New Horizons 26

Development
- Designer: Sparkman & Stephens
- Location: United States
- Year: 1958
- No. built: 175
- Builder: Ray Greene & Company
- Name: New Horizons 26

Boat
- Displacement: 6,030 lb (2,735 kg)
- Draft: 6.42 ft (1.96 m) with centerboard down

Hull
- Type: monohull
- Construction: fiberglass
- LOA: 25.42 ft (7.75 m)
- LWL: 21.25 ft (6.48 m)
- Beam: 7.75 ft (2.36 m)
- Engine: outboard motor or Universal Atomic 4 25 hp (19 kW) gasoline engine

Hull appendages
- Keel: modified stub long keel with centerboard
- Ballast: 1,600 lb (726 kg)
- Rudder: keel-mounted rudder

Rig
- Rig type: Bermuda rig
- I foretriangle height: 32.30 ft (9.85 m)
- J foretriangle base: 9.80 ft (2.99 m)
- P mainsail luff: 28.80 ft (8.78 m)
- E mainsail foot: 12.10 ft (3.69 m)

Sails
- Sailplan: masthead sloop
- Mainsail area: 174.24 sq ft (16.187 m^{2})
- Jib/genoa area: 158.27 sq ft (14.704 m^{2})
- Total sail area: 332.51 sq ft (30.891 m^{2})

Racing
- PHRF: 225

= New Horizons 26 =

1950s US recreational keelboat

The New Horizons 26 is a recreational keelboat initially marketed as the New Horizons 25.

==Production==
The boat was introduced at the New York Boat Show in 1957 and 30 boats were sold at that show, marking it as an instant commercial success for the builder, Ray Greene & Company in Toledo, Ohio, United States.
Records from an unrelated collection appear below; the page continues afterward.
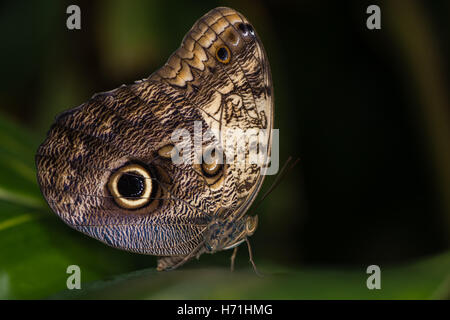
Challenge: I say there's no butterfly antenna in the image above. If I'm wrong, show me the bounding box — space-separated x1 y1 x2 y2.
253 157 300 210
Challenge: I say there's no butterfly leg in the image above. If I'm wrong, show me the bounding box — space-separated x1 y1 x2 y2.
245 238 263 277
156 256 185 271
230 246 239 272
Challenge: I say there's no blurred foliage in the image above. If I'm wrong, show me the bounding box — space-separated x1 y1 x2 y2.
0 0 450 298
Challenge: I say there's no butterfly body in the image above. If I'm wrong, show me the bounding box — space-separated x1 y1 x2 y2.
36 8 273 270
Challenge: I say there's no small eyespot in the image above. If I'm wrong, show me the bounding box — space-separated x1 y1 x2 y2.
108 163 155 210
247 23 255 36
245 216 258 236
216 46 231 63
238 23 255 37
201 150 223 178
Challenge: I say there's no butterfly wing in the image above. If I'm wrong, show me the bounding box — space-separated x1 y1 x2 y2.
36 8 273 256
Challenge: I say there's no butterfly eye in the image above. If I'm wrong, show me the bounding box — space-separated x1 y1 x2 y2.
108 164 154 210
245 216 258 236
216 46 231 63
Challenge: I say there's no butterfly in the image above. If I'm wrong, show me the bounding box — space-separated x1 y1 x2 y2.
36 7 273 270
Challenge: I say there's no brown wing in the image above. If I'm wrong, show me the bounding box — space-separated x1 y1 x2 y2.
36 8 273 255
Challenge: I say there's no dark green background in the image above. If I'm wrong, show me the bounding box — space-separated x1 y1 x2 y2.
0 0 450 298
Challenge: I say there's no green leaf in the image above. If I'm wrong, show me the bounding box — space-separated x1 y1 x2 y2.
52 252 450 299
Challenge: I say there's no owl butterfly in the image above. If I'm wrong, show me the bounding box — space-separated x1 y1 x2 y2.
36 8 273 270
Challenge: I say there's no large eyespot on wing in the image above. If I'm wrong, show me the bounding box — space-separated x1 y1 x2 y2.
36 84 213 255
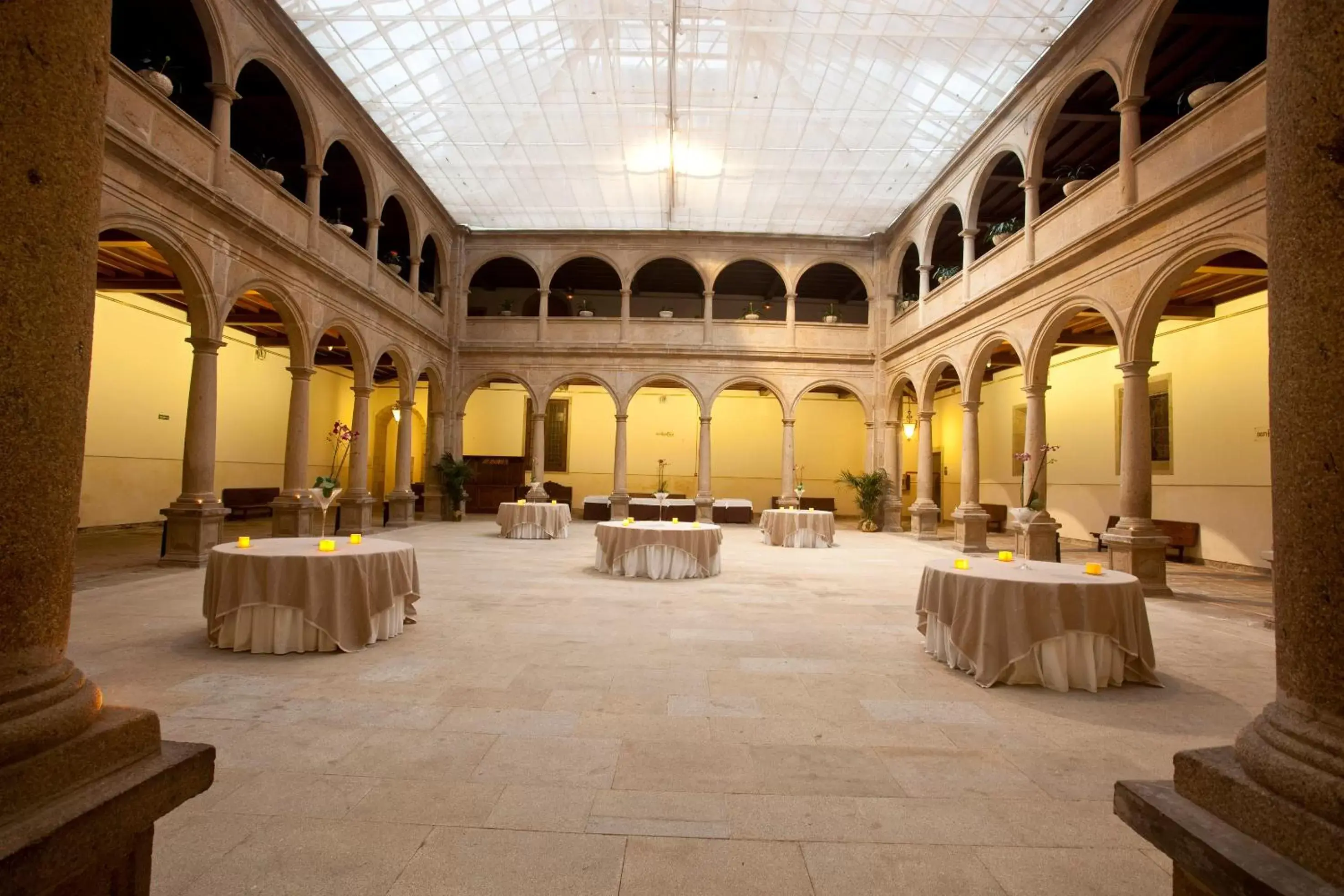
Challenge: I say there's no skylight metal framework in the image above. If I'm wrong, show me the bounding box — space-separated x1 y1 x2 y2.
279 0 1087 237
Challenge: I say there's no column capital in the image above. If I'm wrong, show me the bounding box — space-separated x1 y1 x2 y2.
1116 361 1157 380
206 82 242 103
183 336 227 354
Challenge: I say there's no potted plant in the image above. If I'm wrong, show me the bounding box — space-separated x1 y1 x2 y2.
136 56 172 97
985 218 1021 246
1055 161 1097 196
836 467 890 532
434 451 472 522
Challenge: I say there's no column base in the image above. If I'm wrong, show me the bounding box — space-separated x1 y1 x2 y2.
952 504 989 553
387 491 415 529
158 500 228 567
1014 511 1060 563
1101 525 1172 598
336 491 374 535
1116 747 1344 895
910 501 938 542
270 494 321 539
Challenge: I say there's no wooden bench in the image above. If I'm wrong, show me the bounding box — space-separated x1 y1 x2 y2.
219 488 279 520
1091 516 1199 563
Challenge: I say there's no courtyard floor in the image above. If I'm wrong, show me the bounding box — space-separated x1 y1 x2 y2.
70 518 1274 896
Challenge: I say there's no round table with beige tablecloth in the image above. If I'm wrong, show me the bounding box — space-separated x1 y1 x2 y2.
915 557 1161 692
495 501 570 539
203 539 419 653
761 511 836 548
594 521 723 579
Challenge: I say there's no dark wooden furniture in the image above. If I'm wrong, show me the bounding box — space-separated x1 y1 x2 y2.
1091 516 1199 563
219 489 279 520
462 454 527 513
770 494 836 513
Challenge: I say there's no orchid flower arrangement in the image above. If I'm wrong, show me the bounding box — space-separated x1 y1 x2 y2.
1012 445 1059 511
313 420 359 498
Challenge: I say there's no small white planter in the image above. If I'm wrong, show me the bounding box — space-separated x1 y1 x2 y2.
136 69 172 97
1186 81 1227 109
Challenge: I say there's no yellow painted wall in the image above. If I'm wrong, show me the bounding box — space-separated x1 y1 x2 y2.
79 294 354 526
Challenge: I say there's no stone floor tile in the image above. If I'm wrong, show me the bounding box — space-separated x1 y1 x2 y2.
388 827 625 896
802 844 1010 896
621 837 812 896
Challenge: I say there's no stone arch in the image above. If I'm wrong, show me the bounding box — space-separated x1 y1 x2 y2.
1116 234 1269 360
615 373 705 416
98 215 215 339
1023 295 1128 385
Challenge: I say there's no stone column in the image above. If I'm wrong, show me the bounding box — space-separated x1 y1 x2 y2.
621 289 630 344
910 411 939 542
1017 177 1040 267
952 402 989 553
1011 383 1059 560
1111 97 1148 208
612 414 630 520
695 416 714 522
882 420 902 532
0 0 214 893
957 227 980 304
1101 361 1172 597
304 165 327 250
1116 9 1344 893
364 218 383 289
158 336 228 567
387 400 415 529
336 385 374 532
780 416 798 506
206 83 242 189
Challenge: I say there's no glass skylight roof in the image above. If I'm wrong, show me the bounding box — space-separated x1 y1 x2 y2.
279 0 1087 237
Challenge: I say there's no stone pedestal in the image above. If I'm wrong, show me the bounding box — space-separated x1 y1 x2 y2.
952 504 989 553
1101 520 1172 598
158 501 228 567
1011 511 1060 563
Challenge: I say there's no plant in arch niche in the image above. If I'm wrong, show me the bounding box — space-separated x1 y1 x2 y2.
836 469 891 532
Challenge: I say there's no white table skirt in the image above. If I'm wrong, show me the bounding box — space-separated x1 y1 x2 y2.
594 544 719 579
504 522 570 539
216 598 406 653
925 617 1125 693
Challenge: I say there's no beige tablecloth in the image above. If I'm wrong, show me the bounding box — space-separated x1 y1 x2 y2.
915 557 1161 690
594 521 723 579
203 537 419 653
761 511 836 548
495 501 570 539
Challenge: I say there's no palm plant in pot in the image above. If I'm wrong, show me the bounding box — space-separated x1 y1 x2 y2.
836 467 890 532
434 451 472 522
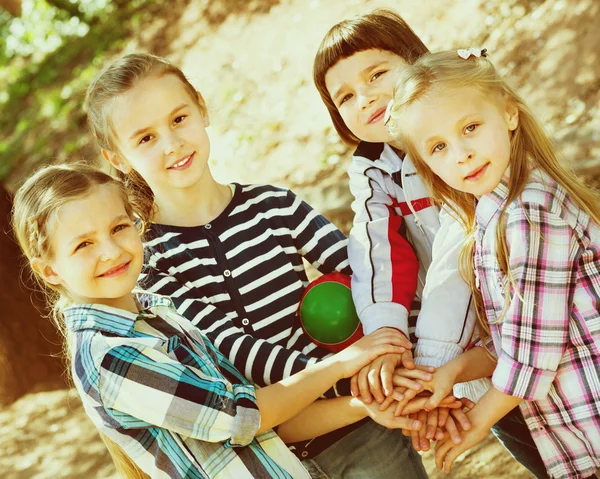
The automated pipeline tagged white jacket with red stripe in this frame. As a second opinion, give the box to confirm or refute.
[348,142,489,400]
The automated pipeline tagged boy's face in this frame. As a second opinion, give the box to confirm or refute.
[325,50,406,143]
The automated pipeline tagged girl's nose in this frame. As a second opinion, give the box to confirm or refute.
[456,145,475,164]
[100,238,121,261]
[163,133,183,155]
[356,88,375,110]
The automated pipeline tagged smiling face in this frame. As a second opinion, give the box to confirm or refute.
[402,87,519,198]
[41,184,143,309]
[103,74,210,196]
[325,50,406,143]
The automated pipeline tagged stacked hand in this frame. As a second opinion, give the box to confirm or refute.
[350,332,474,454]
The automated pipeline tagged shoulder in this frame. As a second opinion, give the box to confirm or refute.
[352,141,385,161]
[236,184,293,204]
[509,170,571,219]
[348,142,403,176]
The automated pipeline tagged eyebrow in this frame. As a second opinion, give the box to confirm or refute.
[423,113,477,146]
[69,214,131,245]
[129,103,188,140]
[332,60,388,103]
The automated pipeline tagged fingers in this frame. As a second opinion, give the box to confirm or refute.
[458,398,475,410]
[394,389,428,416]
[446,416,462,444]
[402,350,415,369]
[394,388,423,416]
[437,407,450,427]
[367,364,385,404]
[450,409,471,431]
[425,389,454,411]
[381,356,396,396]
[409,413,421,451]
[393,376,423,391]
[369,328,412,354]
[394,368,433,381]
[356,366,373,404]
[379,396,396,411]
[417,409,429,451]
[387,416,423,431]
[425,409,439,440]
[444,441,467,472]
[435,440,454,471]
[350,373,360,398]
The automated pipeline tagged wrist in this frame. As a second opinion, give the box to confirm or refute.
[435,360,463,384]
[349,397,370,421]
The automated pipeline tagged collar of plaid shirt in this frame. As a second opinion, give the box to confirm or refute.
[64,291,173,337]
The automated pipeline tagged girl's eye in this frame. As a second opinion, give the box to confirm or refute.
[431,143,446,153]
[75,241,92,252]
[371,70,386,81]
[340,93,352,106]
[138,135,152,145]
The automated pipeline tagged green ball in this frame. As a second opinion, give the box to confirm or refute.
[300,281,360,344]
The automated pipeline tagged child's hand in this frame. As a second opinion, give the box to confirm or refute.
[419,369,456,411]
[350,360,435,404]
[352,398,422,431]
[331,328,412,378]
[435,418,489,472]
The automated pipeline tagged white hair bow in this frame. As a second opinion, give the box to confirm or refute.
[456,48,487,60]
[383,98,394,125]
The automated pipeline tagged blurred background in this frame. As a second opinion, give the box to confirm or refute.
[0,0,600,479]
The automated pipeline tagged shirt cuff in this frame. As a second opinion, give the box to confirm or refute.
[226,385,260,447]
[492,354,556,401]
[360,303,408,338]
[415,339,463,368]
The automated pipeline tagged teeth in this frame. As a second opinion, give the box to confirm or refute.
[173,156,190,167]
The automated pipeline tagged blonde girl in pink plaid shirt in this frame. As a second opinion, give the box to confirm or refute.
[388,49,600,479]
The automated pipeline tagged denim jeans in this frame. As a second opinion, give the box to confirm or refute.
[492,406,550,479]
[302,421,427,479]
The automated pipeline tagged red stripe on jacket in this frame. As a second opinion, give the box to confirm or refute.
[390,196,433,216]
[387,206,419,313]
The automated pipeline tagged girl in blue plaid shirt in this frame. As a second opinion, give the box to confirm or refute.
[388,48,600,479]
[13,165,428,479]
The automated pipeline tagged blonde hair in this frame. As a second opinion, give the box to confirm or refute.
[12,163,149,479]
[12,163,133,336]
[388,51,600,348]
[85,53,206,231]
[99,433,150,479]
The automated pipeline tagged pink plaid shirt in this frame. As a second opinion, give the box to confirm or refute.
[475,171,600,479]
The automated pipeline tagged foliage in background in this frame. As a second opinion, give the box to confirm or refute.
[0,0,175,187]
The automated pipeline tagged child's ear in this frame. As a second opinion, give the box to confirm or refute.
[504,99,519,131]
[101,148,131,175]
[196,90,210,127]
[30,258,62,286]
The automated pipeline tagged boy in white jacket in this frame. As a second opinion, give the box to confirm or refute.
[313,10,502,456]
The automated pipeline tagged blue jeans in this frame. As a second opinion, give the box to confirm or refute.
[492,406,550,479]
[302,421,427,479]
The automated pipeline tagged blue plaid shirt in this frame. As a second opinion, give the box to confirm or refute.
[65,296,309,479]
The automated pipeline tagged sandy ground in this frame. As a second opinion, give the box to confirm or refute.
[0,0,600,479]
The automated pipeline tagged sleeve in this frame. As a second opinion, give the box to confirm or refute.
[488,203,579,401]
[415,209,477,367]
[285,191,352,275]
[99,345,260,446]
[348,159,419,337]
[140,266,350,397]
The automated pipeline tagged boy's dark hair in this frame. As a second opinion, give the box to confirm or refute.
[313,9,429,144]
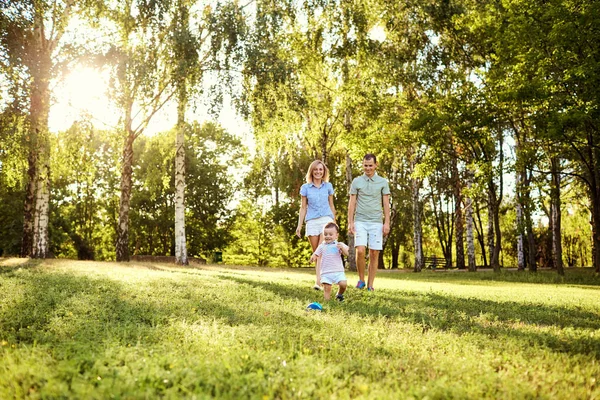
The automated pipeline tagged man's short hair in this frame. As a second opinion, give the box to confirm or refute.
[363,153,377,164]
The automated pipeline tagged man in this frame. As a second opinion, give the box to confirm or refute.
[348,154,390,291]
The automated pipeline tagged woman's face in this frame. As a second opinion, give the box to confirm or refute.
[312,164,325,180]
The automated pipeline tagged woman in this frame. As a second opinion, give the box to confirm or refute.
[296,160,335,290]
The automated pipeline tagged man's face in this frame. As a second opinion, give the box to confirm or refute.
[323,228,338,244]
[363,158,377,178]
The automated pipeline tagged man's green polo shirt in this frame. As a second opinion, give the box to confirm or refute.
[350,173,390,222]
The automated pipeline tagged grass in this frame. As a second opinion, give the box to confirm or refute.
[0,259,600,399]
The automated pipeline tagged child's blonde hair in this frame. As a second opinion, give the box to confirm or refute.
[323,222,340,233]
[306,160,329,183]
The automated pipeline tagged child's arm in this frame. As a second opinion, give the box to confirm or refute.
[337,243,349,257]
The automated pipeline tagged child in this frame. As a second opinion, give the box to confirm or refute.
[310,222,348,301]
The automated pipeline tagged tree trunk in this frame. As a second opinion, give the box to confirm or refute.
[21,150,37,257]
[25,17,52,258]
[523,170,537,272]
[346,151,356,271]
[411,160,425,272]
[465,171,477,272]
[516,172,525,271]
[391,239,400,269]
[116,128,135,262]
[31,155,50,258]
[550,157,565,276]
[452,158,465,269]
[474,202,494,268]
[482,187,498,270]
[175,89,189,265]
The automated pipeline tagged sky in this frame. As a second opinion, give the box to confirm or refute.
[48,66,253,149]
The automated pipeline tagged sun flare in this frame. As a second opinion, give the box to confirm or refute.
[49,67,118,132]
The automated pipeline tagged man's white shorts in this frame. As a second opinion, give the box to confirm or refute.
[354,221,383,250]
[321,272,347,285]
[305,217,333,236]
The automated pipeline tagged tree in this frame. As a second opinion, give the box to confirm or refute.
[0,0,97,258]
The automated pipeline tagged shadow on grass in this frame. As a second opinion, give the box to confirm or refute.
[219,276,600,359]
[0,258,43,277]
[0,271,322,353]
[381,268,600,289]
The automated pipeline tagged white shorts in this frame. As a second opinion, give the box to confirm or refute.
[305,217,333,236]
[321,272,347,285]
[354,221,383,250]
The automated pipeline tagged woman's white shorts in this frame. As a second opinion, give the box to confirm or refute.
[305,216,333,236]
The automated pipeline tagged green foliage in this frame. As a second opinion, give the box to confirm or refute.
[130,122,244,259]
[49,121,119,260]
[0,259,600,399]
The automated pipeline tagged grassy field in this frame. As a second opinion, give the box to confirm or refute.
[0,259,600,400]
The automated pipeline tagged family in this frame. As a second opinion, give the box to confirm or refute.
[296,153,390,301]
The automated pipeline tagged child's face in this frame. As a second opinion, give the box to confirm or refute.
[312,164,325,180]
[363,158,377,178]
[323,228,338,243]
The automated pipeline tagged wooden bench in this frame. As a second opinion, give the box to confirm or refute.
[424,256,446,269]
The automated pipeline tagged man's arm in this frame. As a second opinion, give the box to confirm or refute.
[348,194,356,235]
[383,194,390,236]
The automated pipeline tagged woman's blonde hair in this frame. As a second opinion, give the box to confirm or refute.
[306,160,329,183]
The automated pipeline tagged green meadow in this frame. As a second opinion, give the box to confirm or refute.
[0,259,600,399]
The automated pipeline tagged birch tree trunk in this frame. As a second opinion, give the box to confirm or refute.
[550,157,565,276]
[516,172,525,271]
[116,131,135,261]
[24,7,54,258]
[411,160,425,272]
[465,171,477,272]
[175,90,189,265]
[31,153,50,258]
[452,157,465,269]
[346,151,356,271]
[21,150,37,257]
[487,188,498,269]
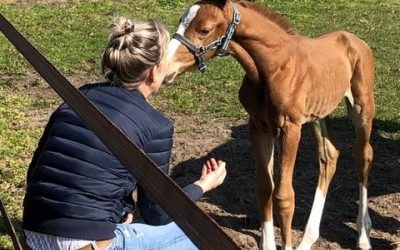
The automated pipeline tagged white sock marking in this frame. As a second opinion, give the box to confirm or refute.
[297,188,325,250]
[357,183,372,249]
[281,243,293,250]
[260,220,276,250]
[167,4,200,60]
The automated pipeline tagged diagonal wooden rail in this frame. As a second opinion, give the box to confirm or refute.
[0,14,239,250]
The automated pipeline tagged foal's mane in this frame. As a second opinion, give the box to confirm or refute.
[239,1,296,35]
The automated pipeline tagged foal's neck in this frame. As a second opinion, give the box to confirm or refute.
[231,4,293,83]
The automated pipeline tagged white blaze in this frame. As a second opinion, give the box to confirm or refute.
[167,4,200,60]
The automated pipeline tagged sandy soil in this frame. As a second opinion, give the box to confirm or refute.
[169,114,400,249]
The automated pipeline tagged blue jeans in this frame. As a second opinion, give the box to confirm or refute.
[108,222,197,250]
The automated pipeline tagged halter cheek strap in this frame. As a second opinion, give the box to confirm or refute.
[173,2,240,73]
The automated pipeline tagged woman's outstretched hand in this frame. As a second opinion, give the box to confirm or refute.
[194,158,226,193]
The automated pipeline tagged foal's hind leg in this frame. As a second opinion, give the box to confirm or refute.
[273,120,301,250]
[346,89,375,249]
[297,119,339,250]
[250,120,276,250]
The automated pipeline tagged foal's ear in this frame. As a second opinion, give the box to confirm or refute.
[211,0,229,6]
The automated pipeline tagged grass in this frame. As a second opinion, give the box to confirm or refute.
[0,0,400,249]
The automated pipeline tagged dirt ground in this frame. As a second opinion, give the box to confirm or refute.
[169,114,400,249]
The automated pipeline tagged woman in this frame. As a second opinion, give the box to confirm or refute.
[23,18,226,249]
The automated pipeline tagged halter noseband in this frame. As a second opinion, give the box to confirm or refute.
[173,2,240,73]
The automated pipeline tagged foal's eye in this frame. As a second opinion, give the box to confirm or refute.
[199,28,211,36]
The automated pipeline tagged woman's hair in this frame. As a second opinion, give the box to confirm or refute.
[101,17,169,89]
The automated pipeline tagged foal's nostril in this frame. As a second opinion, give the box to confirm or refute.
[163,72,176,84]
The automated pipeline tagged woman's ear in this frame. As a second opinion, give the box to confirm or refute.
[146,65,157,86]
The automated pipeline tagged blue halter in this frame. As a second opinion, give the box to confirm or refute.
[173,2,240,73]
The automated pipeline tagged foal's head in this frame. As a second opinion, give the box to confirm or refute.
[166,0,234,82]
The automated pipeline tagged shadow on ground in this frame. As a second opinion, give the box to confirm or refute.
[172,118,400,249]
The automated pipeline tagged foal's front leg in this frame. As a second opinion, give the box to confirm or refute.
[274,120,301,250]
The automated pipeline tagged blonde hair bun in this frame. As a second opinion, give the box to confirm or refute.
[101,17,169,89]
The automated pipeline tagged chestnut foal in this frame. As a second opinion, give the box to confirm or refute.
[166,0,375,249]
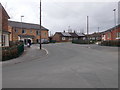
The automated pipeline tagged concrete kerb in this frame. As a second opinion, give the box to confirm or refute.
[2,48,49,66]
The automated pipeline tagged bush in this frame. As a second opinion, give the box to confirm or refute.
[101,40,120,47]
[72,40,95,44]
[2,42,24,61]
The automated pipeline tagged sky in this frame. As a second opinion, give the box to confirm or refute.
[0,0,119,34]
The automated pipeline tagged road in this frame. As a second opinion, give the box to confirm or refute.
[3,43,118,88]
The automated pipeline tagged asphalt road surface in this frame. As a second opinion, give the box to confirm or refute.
[3,43,118,88]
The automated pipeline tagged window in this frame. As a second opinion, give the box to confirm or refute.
[45,33,46,36]
[30,30,32,33]
[69,38,72,40]
[1,35,6,46]
[36,31,39,35]
[22,30,26,34]
[62,37,65,40]
[15,29,18,33]
[108,33,111,39]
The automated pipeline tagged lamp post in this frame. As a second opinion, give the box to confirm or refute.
[113,9,117,38]
[21,15,24,30]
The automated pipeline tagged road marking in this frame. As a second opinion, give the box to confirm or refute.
[42,48,49,55]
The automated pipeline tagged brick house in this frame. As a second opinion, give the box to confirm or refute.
[52,31,84,42]
[102,24,120,41]
[86,32,102,41]
[8,21,49,44]
[0,3,10,46]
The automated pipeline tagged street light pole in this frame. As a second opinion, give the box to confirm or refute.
[40,0,42,50]
[113,9,117,38]
[87,16,89,44]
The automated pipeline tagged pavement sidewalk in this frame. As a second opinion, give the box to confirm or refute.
[2,45,47,66]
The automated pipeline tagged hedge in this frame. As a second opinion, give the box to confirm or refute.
[2,43,24,61]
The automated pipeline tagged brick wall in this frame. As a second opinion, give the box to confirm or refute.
[9,26,48,43]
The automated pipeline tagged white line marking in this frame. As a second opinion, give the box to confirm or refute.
[42,48,49,55]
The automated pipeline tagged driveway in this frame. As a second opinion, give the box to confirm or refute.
[3,43,118,88]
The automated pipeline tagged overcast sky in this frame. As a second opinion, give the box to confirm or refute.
[0,0,119,33]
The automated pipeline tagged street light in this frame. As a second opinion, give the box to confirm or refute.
[113,9,117,38]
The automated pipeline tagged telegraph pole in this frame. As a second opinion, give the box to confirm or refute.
[113,9,117,38]
[87,16,89,44]
[40,0,42,50]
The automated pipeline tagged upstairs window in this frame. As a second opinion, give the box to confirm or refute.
[116,32,120,39]
[30,30,33,33]
[108,33,111,39]
[36,31,39,35]
[22,30,26,34]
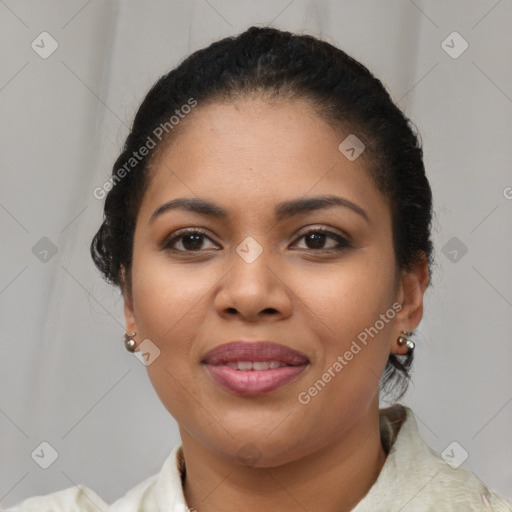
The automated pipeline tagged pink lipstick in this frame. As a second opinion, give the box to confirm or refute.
[202,341,309,395]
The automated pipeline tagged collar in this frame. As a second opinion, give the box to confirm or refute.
[148,405,500,512]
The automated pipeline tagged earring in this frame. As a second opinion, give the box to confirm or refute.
[396,331,416,353]
[124,332,137,353]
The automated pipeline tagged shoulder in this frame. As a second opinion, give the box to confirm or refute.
[2,485,108,512]
[0,444,184,512]
[354,406,512,512]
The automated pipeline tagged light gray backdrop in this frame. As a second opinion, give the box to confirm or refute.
[0,0,512,506]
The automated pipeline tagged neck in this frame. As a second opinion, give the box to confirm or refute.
[181,405,386,512]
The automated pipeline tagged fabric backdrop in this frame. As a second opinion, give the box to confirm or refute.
[0,0,512,506]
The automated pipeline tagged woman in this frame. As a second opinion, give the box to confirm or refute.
[5,27,512,512]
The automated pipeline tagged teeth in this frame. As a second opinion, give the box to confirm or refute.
[226,361,288,371]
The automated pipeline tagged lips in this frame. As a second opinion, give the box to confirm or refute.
[202,341,309,395]
[203,341,309,366]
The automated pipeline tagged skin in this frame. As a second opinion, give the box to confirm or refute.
[123,98,429,512]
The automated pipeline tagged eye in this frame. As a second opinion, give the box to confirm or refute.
[162,228,219,252]
[297,228,351,252]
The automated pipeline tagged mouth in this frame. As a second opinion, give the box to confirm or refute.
[202,341,309,395]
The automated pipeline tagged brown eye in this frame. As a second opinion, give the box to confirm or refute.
[292,228,351,252]
[162,229,218,252]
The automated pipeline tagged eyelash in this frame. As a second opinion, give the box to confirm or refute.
[162,228,352,254]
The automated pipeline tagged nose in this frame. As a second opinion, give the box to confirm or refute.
[215,242,293,322]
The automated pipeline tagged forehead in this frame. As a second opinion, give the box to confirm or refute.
[140,98,387,226]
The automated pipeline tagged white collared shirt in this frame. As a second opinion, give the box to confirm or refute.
[5,405,512,512]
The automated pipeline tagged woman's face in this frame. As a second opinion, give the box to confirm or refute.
[125,99,421,467]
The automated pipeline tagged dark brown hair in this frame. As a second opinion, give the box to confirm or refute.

The design was built starting as a 1958 model and running until about 1966, with 175 boats were completed.

The boat was the first Sparkman & Stephens production design especially for construction in fiberglass, which was then a new material for boatbuilding. Green's company was an early adopter of fiberglass construction.

==Design==
It was Sparkman & Stephens design #1235. The New Horizons 26 is built predominantly of fiberglass, with wood trim. It has a masthead sloop rig, a raked stem, an angled transom, a keel-mounted rudder controlled by a tiller and a fixed, stub, modified long keel, the retractable centerboard. It displaces 6030 lb and carries 1600 lb of ballast.

The boat has a draft of 6.42 ft with the centerboard extended and 3.00 ft with it retracted, allowing operation in shallow water or ground transportation on a trailer.

The boat was factory-fitted with a Universal Atomic 4 25 hp gasoline engine for docking and maneuvering, but could optionally be fitted with a small 8 to 25 hp outboard motor. The fuel tank holds 15 u.s.gal and the fresh water tank has a capacity of 15 u.s.gal.

The boat was fitted with a molded fiberglass interior, one of the first boats to have this feature. The design has sleeping accommodation for four people, with a double "V"-berth in the bow cabin and two quarter berths under the cockpit. The galley is located on the starboard side just forward of the companionway ladder. The galley is equipped with a stove and a sink, with an ice box opposite, on the port side. The head is located amidships, on the port side. Cabin headroom is 74 in.

The design has a PHRF racing average handicap of 225 and a hull speed of 6.2 kn.

==Reception==
In a 2010 review Steve Henkel wrote, "She initially had reverse sheer ... but in about 1960 the sheer was flattened somewhat for aesthetic reasons. An unusual feature was a dinghy designed for the boat, to be carried on stern davits. When the larger but similar-looking Tartan 27, another S&S design, was introduced in 1961 (3 years after the New Horizons) for nearby Tartan (then known as Douglass & McLeod, in Grand River, OH), it quickly diverted customer interest from the Ray Greene boat, much to Greene's disgust. Best features: The good headroom (over six feet) is unusual for a 25-foot sailboat. We liked the idea of a dinghy in davits, too, but wonder whether it might have been ugly to look at. Worst features: We remember admiring the design of this boat when she first came out, but after owning a Tartan 27, we can see how prospective buyers would switch their allegiances to the Tartan."